16. The method of claim 15, wherein measuring the light to energy conversion further comprises measuring potential across at least one solar cell.

17. The method of claim 15, wherein the directed light is substantially unhindered by the transparent sheet and the fluid flow.

18. An apparatus for evaluating performance of one or more solar cells on a solar cell module, the apparatus comprising:

a transparent sheet;

a plurality of fluid conduits passing through the transparent sheet and having open ends on a top surface of the transparent sheet, the plurality of fluid conduits configured to direct a fluid flow over the transparent sheet, the fluid flow sufficient to elevate and support the solar cell module above the transparent sheet; and

a light source beneath the transparent sheet.

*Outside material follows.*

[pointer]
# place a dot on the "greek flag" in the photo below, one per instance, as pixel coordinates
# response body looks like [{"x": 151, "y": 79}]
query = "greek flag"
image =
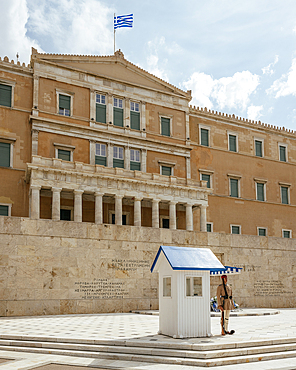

19. The apparatus of claim 18, wherein the fluid conduits are configured so that the open ends positioned near edges of the solar cell module and the fluid conduits direct the fluid flow toward a center portion of the solar cell module.

20. The apparatus of claim 19, wherein light from the light source transmitted through the transparent sheet is substantially unobstructed by the transparent sheet, the fluid flow and the fluid conduits.